The centre paid $404,928 in wages to permanent employees, including “benefit expenses”, plus $111,968 to non-permanent workers.
The figures were detailed in documents filed by Sandys 360 chairman Stanley Lee with the Registry-General in August 2016 and were the centre’s biggest expense.
Its next biggest outlay was for electricity — $111,705 between January 31 and December 31, 2013.
The news came as senators are expected to agree on Friday to a government scheme to bail out the trustees of Sandys Secondary Middle School and buy the centre with $1 million of public money.
The buyout bid was set up despite no plan being tabled in Parliament for how much it will cost to run the centre in the future.
Taxpayers have already forked out at least $5.3 million on Sandys 360, according to limited disclosures made under public access to information.

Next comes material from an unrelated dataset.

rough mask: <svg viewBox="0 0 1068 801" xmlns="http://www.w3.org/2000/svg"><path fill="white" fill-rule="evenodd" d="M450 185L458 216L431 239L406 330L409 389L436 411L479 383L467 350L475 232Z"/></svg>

The trustees still owe an unknown amount in unpaid land taxes, payroll taxes and social insurance, and have yet to return an $807,000 government grant made by mistake.
The financial statements at the Registry-General cover the “closing period” of Sandys 360, up to June 30, 2014.
The centre on Broome Street was open from 2009 to October 2013, when it closed its doors because it was unable to afford its high operational costs.
In a letter accompanying the paperwork, Mr Lee said Sandys 360 paid rent to the trustees of Sandys Secondary Middle School, who held the $9.5 million mortgage on the property.
He added a downturn in the economy in 2011 led to “declining income” and an inability to pay the rent “which in turn affected trustees’ ability to meet their mortgage requirements”.
Mr Lee said the charity accepted $2 million from the Government in April 2013, the first instalment of a promised $6 million grant to “assist the trustees with their commitment”.
He wrote: “During the ensuing year, because of low income and high overhead, Sandys 360 was also challenged in meeting its obligations. Belco had no choice but to shut off power to Sandys 360 because of inability in paying its bills”.
The letter detailed how another $500,000 was given to Sandys 360 by the Government in December 2013, with the condition that it agreed to an independent business review by the professional services firm KPMG. Mr Lee wrote: “An early review of our status provided the obvious — we were insolvent.”
Successive governments have failed to make the KPMG report public and the Information Commissioner, Gitanjali Gutierrez, is reviewing whether it should be released.
Sandys 360 had $1.3 million in liabilities by June 2014, including more than $260,000 owed in staff wages, the financial statement showed.
Mr Lee and Sandys 360 managing director Melvyn Bassett, both trustees of Sandys Secondary Middle School, have declined to answer questions from The Royal Gazette.
The Ministry of Public Works, which is spearheading the purchase of Sandys 360, has stonewalled repeated questions on the centre.
The Royal Gazette asked for the total amount of public funds spent on Sandys 360 to date and for the release of the KPMG report last month.
A government spokeswoman said: “It is unlikely the ministry will offer comment.”
She later added that was because “it has yet to be debated in the House of Assembly”.
The purchase was debated and approved by MPs on March 2, but there has still been no response from the ministry.
A Belco spokeswoman said: “Electricity service to Sandys 360 was disconnected in October 2013; however, we cannot disclose information on individual customer accounts based on Belco’s confidentiality policy.”
• This article has been amended because the Senate debate on the purchase of Sandys 360 is now expected to take place on Friday, rather than today.